US 12,288,127 B2
Efficient synthesis of optimal multi-qubit Clifford circuits
Sergey Bravyi, Ossining, NY (US); Joseph Latone, San Francisco, CA (US); and Dmitri Maslov, New Canaan, CT (US)
Assigned to INTERNATIONAL BUSINESS MACHINES CORPORATION, Armonk, NY (US)
Filed by International Business Machines Corporation, Armonk, NY (US)
Filed on Oct. 9, 2020, as Appl. No. 17/066,916.
Prior Publication US 2022/0114468 A1, Apr. 14, 2022
Int. Cl.

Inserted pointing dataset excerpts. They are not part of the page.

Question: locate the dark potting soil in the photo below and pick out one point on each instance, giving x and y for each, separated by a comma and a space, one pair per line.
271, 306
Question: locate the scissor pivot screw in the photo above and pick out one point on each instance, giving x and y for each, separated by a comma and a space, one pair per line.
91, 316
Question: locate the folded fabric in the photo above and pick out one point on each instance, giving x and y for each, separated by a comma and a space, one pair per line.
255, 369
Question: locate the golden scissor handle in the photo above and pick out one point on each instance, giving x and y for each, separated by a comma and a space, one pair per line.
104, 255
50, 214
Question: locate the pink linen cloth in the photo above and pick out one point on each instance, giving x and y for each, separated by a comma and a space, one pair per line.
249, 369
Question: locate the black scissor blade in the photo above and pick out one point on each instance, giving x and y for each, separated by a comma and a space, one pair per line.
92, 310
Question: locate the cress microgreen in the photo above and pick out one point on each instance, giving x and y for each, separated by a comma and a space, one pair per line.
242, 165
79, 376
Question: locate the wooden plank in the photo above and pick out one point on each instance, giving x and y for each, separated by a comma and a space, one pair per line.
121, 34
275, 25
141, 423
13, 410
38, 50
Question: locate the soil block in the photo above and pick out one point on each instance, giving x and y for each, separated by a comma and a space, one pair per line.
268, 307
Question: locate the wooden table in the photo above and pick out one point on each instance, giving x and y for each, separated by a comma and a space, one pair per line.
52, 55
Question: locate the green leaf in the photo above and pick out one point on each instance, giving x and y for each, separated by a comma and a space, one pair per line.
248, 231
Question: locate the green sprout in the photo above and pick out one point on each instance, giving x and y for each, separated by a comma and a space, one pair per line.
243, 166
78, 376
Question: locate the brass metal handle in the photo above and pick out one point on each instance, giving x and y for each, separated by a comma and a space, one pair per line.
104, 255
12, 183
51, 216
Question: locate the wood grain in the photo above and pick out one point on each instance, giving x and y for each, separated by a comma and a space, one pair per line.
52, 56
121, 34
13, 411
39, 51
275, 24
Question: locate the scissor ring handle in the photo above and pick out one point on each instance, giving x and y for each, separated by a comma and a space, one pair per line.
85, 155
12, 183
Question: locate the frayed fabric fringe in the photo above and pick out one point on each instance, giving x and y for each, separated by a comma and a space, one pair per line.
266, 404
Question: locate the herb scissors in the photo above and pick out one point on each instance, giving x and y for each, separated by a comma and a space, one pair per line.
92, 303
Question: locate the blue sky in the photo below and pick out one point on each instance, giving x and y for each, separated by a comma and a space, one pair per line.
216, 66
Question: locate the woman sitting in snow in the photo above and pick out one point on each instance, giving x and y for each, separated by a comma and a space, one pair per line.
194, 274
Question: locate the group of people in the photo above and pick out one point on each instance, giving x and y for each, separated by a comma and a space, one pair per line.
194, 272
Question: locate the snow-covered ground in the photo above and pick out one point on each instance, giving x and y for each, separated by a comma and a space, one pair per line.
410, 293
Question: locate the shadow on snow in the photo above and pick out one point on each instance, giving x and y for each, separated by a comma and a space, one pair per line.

G06N 10/00 (2022.01); G06F 7/76 (2006.01); G06F 17/16 (2006.01)
CPC G06N 10/00 (2019.01) [G06F 7/76 (2013.01); G06F 17/16 (2013.01)] 15 Claims
OG exemplary drawing
 
6. A computer-implemented method, comprising:
receiving, by a device operatively coupled to a processor, as input a number n representing a quantity of qubits; and
generating, by the device and via a cost-invariant reduction function, as output a library of different n-qubit canonical representatives that respectively correspond to different cost-invariant equivalence classes of n-qubit Clifford group elements, wherein the cost-invariant equivalence classes are classes that are equivalent in terms of entangling-gate cost;
receiving, by the device, as input a suboptimal n-qubit Clifford operator;
computing, by the device, the cost of the suboptimal n-qubit Clifford operator; and
searching, by the device, the library of n-qubit canonical representatives and determining or identifying an optimal n-qubit Clifford operator that implements the suboptimal n-qubit Clifford operator and is lower cost than the cost of the suboptimal n-qubit Clifford operator.